Dorms are typically equipped with a standard bed, desk, dresser and closet, leaving the rest up to the student’s imagination. Even though dorm sizes are only slightly larger than a proverbial shoe box, decorating allows students to turn a utilitarian space into a cozy home away from home.
“Companies are looking … to offer basically a ‘dorm-in-a-box’ that comes with the same colour palette and same design to play on the fact that people are trying to personalize their spaces more,” says Ian Crookshank, director of housing and residence life at Ryerson.
Make your dorm life a fabulous one for this school year by consulting the following list of solutions for small spaces and budgets.
Home is where the heart is – and also where free stuff is!
Your parents’ home is a goldmine of free items waiting to be discovered: from canned goods and a spare TV to an old desk lamp or wall clock.
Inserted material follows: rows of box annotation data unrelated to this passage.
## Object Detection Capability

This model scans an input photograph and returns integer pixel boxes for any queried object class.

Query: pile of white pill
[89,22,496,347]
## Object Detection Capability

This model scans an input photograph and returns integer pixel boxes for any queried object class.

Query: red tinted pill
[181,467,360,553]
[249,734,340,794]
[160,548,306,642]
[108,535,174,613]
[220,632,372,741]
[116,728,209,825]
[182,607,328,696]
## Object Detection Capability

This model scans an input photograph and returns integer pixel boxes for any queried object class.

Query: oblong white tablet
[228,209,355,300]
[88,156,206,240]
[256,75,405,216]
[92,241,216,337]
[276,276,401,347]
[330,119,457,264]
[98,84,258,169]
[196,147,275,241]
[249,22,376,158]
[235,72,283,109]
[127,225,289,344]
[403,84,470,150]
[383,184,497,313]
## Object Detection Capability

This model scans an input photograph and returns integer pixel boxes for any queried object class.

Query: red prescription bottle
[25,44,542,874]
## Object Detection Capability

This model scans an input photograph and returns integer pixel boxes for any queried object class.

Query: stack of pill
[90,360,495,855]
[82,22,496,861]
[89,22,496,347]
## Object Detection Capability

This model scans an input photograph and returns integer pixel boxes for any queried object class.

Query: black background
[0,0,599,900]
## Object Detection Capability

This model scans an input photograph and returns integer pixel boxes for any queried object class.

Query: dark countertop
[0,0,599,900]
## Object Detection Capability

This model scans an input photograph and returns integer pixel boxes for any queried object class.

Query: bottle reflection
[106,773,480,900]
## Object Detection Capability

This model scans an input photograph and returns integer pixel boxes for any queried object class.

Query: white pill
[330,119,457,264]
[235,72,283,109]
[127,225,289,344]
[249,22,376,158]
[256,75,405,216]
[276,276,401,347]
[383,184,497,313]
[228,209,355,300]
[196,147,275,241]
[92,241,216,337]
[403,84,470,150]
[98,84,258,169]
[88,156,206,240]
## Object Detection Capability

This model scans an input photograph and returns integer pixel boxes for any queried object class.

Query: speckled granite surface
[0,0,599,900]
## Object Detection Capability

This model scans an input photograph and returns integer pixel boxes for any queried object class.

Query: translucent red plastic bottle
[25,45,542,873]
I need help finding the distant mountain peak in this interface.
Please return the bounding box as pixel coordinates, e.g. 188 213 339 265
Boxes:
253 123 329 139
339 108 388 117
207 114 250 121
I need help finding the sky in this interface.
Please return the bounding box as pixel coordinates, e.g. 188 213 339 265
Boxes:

Bringing a piece of home to your new campus crib also brings a piece of fond memories.
Alyssa McLeod is a social work student marking her first year in residence with a Parisian landmark that sits atop her shelf.
“I didn’t plan to bring my Eiffel Tower picture, but my parents surprised me with that and brought it for me … and I’ve also been there.”
First-year journalism student Brandon Buechler chose to decorate his space mostly with items he brought from home. Despite his self-described “minimalistic” design style, Buechler still managed to make room for his ample amount of baseball memorabilia. One cherished item: a homemade, framed picture of Blue Jays baseball legend Joe Carter, crafted especially for Buechler as a gift.
“It was given to me by a coworker for Secret Santa. It’s like one of my prized possessions.”
Keep it bright
Kexin Zhang, president of the Interior Design Course Union, says it’s important to maximize the use of natural light in one’s dorm.
“You don’t want to put your desk against the wall so that you’re looking out the window, because if you’re typing at your screen, (the sun) doesn’t reach because the light is hitting the back of your computer,” she said.
“You want the sides of your desk in line with your window so the light is always hitting a bit of your screen.”
Do your due diligence: abide by the residence rules
Always double check university residence rules on any decorating restrictions, such as what adhesives to use when putting up posters or pictures. So as to not damage the walls, Crookshank recommends tension rods to hang up curtains and adhesive strips to hang pictures.
And in case you missed it…
The poster and print sale at the Student Campus Centre, which ended last Friday, will return before the end of the month.